Eating dinner after the last week of midterms devoured all of the white space in my GCal, I imagine I looked a little worse for wear. My friends gave me sympathetic looks that said “I want to catch up, but you look like you’re astral projecting out of your body. Yup, you’re zoned out.” They weren’t wrong; I was exhausted. Still, once I overate some pasta, took a nap, overate homemade trail mix, and then slept for 13 hours, I remembered: spring break was here! Which meant no more snow! Or at least less snow! Because it was spring! But also two weeks of waking up at noon!

My friends in TD embarked on their own various plans: To travel. To stay. Fly home. Rest. Catch up on work. Binge-watch Netflix. I returned to New Haven from a trip to New York after the first week. After remembering, forgetting, and then remembering again that we were still on break, I realized that my residential college was empty — TD had become a ghost town. The buttery, the library, the TD common room, the courtyard, the entryways — practically vacant. For the most part, I was alone. It felt partly like a fusion of bittersweet relief and lonely wistfulness — but I was excited too! I was going to be just like Kevin McCallister, from Home Alone! Well, sort of like Kevin McCallister! Ten years older! But a similar vibe!


When you stand at the end of one of TD’s lengthy, empty hallways and look out… It’s a little unnerving.

You know that feeling when you’re walking around your home at night? And your footsteps sound like someone else’s footsteps, even though you know you’re alone — and then you’re running, sprinting from your own echo, and the door to your room becomes tape at a finish line. It feels silly, childish, even embarrassing, once you’re in your room — but during those 15 seconds of scampering upstairs? Completely rational and justified. 

The first days of wandering through my nearly empty residential college were admittedly spooky. The round-the-clock din that reverberated through the walls, the metronome-like sound of ping-pong matches, the clinking of silverware in the dining hall — all absent. The college’s typical, reassuring hum was replaced by a calming yet eerie silence. It was relaxing to have a few days just to myself — but also haunting. 

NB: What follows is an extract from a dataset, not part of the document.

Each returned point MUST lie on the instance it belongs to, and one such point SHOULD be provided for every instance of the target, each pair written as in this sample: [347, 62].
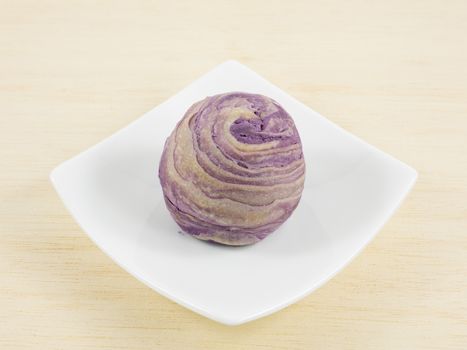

Looking upon an empty buttery… Who is that I see staring straight back at me? When will my reflection show who I am inside? Why did I rewatch Mulan twice during spring break?

However, after I convinced myself that I wasn’t in a horror movie, I thought about the possibilities. Who was to stop me from loudly streaming Janelle Monáe and Mariah Carey? From having milkshakes and curly fries for dinner? From practicing my Migos adlibs (I’m making progress, I can already do “Offset,” “Takeoff,” “skrrt,” “ice,” and “mama” really well) and watching vine compilations? From looking out my window at sunset, pretending I was in a sad, riveting music video? From doing all of that simultaneously?

No one. Absolutely no one. No one could stop me from doing any of that, just like I couldn’t stop myself from being fiscally irresponsible with UberEats. I was too powerful. I was just like Ron Stoppable from Kim Possible, only completely different and the exact opposite in nature and stoppable-ness.


I briefly changed the whiteboard that hangs in TD’s laundry room (whose dryers were empty, for once!) from “You Love” to “Don’t forget to stream Nicki Minaj’s hit single, “Your Love” on Spotify!”

I stayed up until 3am watching anything produced by Shonda Rhimes. I slept in. I did work. I didn’t do work. I looked through pages of Langston Hughes’ poetry. I looked through pages of anthropology readings. I checked my Instagram feed. I had ice cream for breakfast. I napped. I daydreamed.

Yale can move incredibly fast — I’m still in denial about the fact that there’s only five weeks left of classes in my first year. Spring break was a chance to stop being so busy. To be productive (or pretend to be) at my own pace. To look around, and have a Ferris Bueller moment. To fall sleep listening to the If Beale Street Could Talk soundtrack. To breathe. To breathe. To focus on the day, the minute, or the moment before me, without needing to plan for the one that followed.